This morning the United States signed an agreement with Mexico that should significantly improve the competitiveness of U.S. telecommunications equipment in the important and growing Mexican market. In 2010, bilateral trade in these products totaled about $25 billion.
In another demonstration of the value to U.S. manufacturers of the North American Free Trade Agreement (NAFTA), Mexico will no longer require that U.S. products be (redundantly) tested in Mexico to demonstrate they meet Mexican standards/technical requirements. Under the “Mutual Recognition Agreement (MRA) for Conformation Assessment of Telecommunications Equipment,” Mexico will allow recognized American testing facilities and laboratories to test products and certify that they meet Mexican requirements, and vice versa.
Not having to ship products to a Mexican facility and pay for testing should reduce costs for U.S. telecommunications equipment manufacturers. It should be of particular value to smaller manufacturers for whom redundant testing can be a significant cost hurdle. It should also speed product entry as U.S. equipment can be tested in one facility at the same time to both U.S. and Mexican standards.

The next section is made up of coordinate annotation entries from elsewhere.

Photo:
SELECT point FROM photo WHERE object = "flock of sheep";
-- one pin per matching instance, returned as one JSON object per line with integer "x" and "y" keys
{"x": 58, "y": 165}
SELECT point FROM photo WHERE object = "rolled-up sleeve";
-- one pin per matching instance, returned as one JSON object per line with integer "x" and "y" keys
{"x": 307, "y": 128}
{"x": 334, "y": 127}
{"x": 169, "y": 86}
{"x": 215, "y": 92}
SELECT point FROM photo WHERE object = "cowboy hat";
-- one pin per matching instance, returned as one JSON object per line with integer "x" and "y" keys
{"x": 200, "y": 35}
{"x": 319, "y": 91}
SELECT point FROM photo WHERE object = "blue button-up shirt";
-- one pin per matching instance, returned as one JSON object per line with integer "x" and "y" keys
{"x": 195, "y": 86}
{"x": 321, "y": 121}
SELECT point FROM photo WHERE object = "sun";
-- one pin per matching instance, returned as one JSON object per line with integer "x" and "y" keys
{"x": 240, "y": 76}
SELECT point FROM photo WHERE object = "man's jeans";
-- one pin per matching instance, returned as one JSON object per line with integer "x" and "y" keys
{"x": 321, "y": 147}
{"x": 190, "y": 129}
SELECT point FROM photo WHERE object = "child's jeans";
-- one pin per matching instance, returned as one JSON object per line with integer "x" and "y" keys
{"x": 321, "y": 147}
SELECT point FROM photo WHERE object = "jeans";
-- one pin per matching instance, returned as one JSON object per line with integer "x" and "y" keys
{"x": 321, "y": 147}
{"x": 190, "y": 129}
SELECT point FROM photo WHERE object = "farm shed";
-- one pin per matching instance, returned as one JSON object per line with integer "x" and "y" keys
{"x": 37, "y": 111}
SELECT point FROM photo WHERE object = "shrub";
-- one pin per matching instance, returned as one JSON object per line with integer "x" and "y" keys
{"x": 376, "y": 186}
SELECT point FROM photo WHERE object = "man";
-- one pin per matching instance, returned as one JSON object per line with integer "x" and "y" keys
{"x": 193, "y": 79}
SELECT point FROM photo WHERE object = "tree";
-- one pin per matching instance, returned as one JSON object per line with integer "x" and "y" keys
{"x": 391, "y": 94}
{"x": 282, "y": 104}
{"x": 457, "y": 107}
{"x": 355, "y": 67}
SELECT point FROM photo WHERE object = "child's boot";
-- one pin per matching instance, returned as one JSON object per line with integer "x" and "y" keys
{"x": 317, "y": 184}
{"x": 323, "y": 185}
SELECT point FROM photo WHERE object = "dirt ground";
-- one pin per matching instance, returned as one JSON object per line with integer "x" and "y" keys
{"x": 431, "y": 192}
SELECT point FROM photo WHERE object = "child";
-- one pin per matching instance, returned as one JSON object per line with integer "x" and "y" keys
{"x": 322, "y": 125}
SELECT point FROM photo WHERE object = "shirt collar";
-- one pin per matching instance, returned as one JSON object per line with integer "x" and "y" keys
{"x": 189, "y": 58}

The National Association of Manufacturers thanks the U.S. Trade Representative Ron Kirk for getting this agreement done, the first with a Latin American country. The NAM has long supported Mutual Recognition Agreements as one way among many to reduce the expense and time associated with meeting foreign standards and technical regulations that may have only minor differences with U.S. requirements. We encourage USTR to continue to look for commercially meaningful MRAs with other trade partners to help enhance America’s competitive edge. Well done!
Stephen Jacobs is senior director of international business policy, National Association of Manufacturers.